The directors Züli Aladag, Florian Cossen and Christian Schwochow made this series to remember the terrible murders and violent, xenophobic actions committed by the NSU group, which, after several years of police complicity, were revealed through an investigation that motivated , even, a public apology from the German Chancellor Angela Merkel.

Mitten in Deutschland: NSU

The perpetrators, today is any day, is the first film of the trilogy and was exhibited on Tuesday 06 at the Museum of Memory, before a couple of dozens of attendees. The film tells the story of the teenager Beate Zschäpe, who thanks to a cousin meets the young Uwe and begins to delve into the neo-Nazi youths. His desire to revive the party and claim Germany, recently reunified, for the Germans radicalize the position of the group. In particular of the trio composed by Beate, Uwe and the other Uwe, more violent and vandal than his namesake; They begin to attack immigrants, go to parties, buy explosives to perpetrate bombings in refugee homes, develop their own version of Monopoly («the Jew has come to charge you») to spread their nationalist thought. They are doing well, they are young, handsome, they think they serve their country, they have authorities that turn a blind eye, and they go out to the streets to do mass demonstrations (“We bring hate, hate, hate, hate”!) And they have a garage that is filled with dynamite. They do well until the police come into play, but that is the subject of the following films.
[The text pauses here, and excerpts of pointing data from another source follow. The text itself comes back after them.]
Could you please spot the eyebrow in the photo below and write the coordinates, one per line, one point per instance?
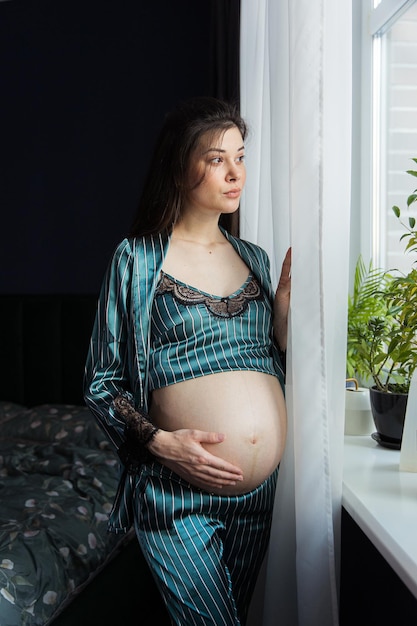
(221, 150)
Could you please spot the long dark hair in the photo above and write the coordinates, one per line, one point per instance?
(167, 182)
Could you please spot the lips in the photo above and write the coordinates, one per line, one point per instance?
(233, 193)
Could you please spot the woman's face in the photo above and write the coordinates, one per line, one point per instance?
(218, 169)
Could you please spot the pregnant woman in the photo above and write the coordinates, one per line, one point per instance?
(185, 372)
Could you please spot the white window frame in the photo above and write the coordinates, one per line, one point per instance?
(371, 19)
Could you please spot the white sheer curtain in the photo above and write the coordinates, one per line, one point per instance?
(296, 96)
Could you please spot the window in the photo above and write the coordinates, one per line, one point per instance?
(393, 124)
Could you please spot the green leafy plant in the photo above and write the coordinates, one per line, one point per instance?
(382, 320)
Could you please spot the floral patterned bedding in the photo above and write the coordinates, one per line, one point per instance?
(58, 478)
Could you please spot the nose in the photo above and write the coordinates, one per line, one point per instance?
(233, 173)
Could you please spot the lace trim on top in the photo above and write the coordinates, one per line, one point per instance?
(226, 307)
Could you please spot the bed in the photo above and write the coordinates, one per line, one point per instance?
(58, 477)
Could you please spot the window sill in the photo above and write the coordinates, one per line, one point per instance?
(383, 502)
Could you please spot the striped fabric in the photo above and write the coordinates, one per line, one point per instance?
(204, 550)
(189, 338)
(118, 354)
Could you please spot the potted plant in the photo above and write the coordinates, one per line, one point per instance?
(382, 334)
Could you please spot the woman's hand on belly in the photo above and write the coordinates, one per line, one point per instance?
(184, 453)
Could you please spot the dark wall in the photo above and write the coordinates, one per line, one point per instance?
(84, 87)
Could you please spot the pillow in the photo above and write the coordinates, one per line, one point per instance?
(9, 410)
(56, 423)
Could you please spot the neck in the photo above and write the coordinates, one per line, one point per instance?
(205, 232)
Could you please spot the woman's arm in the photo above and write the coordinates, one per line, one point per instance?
(282, 303)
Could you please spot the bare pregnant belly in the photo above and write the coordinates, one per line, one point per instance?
(247, 407)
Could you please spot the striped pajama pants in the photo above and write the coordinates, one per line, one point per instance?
(204, 550)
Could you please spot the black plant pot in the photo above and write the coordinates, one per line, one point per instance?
(388, 410)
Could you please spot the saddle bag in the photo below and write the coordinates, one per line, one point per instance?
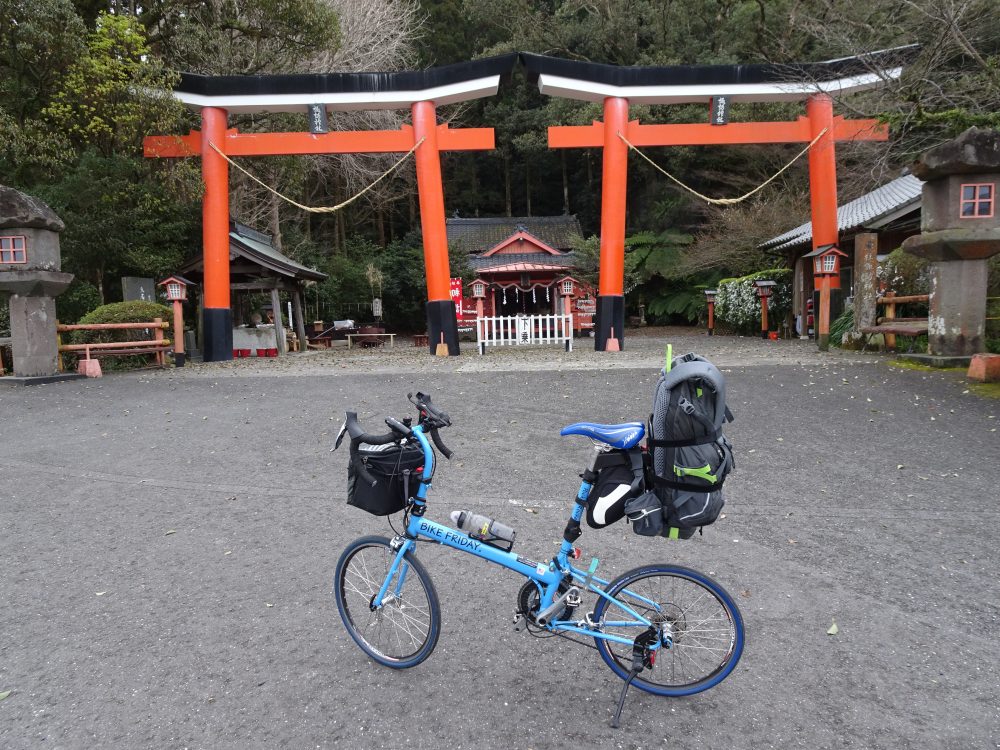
(619, 478)
(395, 469)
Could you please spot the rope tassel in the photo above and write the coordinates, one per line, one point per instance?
(321, 209)
(726, 201)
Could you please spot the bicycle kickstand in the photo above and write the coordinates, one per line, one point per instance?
(643, 657)
(616, 719)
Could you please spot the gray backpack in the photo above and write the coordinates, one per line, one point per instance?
(690, 456)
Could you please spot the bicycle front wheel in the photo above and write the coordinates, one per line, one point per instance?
(404, 630)
(704, 627)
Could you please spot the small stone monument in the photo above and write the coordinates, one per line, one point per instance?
(960, 230)
(30, 277)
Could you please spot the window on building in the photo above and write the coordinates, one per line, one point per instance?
(977, 200)
(12, 250)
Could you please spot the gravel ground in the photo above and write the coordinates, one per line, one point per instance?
(169, 540)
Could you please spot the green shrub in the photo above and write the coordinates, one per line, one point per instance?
(843, 324)
(80, 298)
(120, 312)
(738, 306)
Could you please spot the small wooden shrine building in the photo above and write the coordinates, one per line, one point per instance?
(256, 267)
(524, 266)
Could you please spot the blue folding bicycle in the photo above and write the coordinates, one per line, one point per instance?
(666, 629)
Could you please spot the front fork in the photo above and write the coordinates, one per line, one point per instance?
(398, 570)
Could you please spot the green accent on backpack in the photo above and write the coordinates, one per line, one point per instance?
(702, 473)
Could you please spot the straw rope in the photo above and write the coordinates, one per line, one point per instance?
(321, 209)
(727, 201)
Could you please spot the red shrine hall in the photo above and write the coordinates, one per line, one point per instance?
(523, 266)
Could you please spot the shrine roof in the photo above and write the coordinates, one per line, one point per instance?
(477, 235)
(871, 211)
(523, 262)
(678, 84)
(257, 248)
(446, 84)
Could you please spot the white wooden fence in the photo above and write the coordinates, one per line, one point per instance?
(524, 330)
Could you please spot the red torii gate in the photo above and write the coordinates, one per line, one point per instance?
(420, 91)
(718, 86)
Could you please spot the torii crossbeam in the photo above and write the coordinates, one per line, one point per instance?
(419, 91)
(718, 86)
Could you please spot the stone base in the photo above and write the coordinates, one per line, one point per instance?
(934, 360)
(15, 380)
(90, 368)
(985, 368)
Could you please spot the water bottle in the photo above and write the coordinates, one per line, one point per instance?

It is the fight of honest policemen against policemen who have different interests to the defense of democracy

 

Mitten in Deutschland: NSU

The investigators, only for official use (November 13th, 19 hours) is the second film of the series, narrates the skills of a group of detectives over more than a decade to find the terrorists, and how the police have problems to relate the case of the trio of bomb makers with the murders of Muslims that torment the country. Here come into play the secret agents, the infiltrators, the disappearance of evidence. It is the fight of honest policemen against policemen who have different interests to the defense of democracy.

Mitten in Deutschland: NSU

The third film of this group, called The Victims, Do not Forget Me (November 20th, 19 hours), tells how the police try to criminalize the victims of the NSU, diverting the investigation of the crime of hatred towards unfounded accusations of drug trafficking, tormenting the family of murdered Muslims. In itself, it is the story of the daughter of the florist Simsek, first executed by the underground neo-Nazi group, and of the dignity that the search for justice requires when the state apparatus is against it.

The series is a cross between documentary and fiction that reviews what happens when a group of xenophobic people radicalize their positions, going from speech to terrorist action, with moral and financial support from corrupt state organs. A wrong response to immigration that is worth taking into account in contemporary Chile.

The trilogy En Plena Alemania: NSU, arrives at the Museum of Memory and Rights thanks to the collaboration of the Goethe Institut.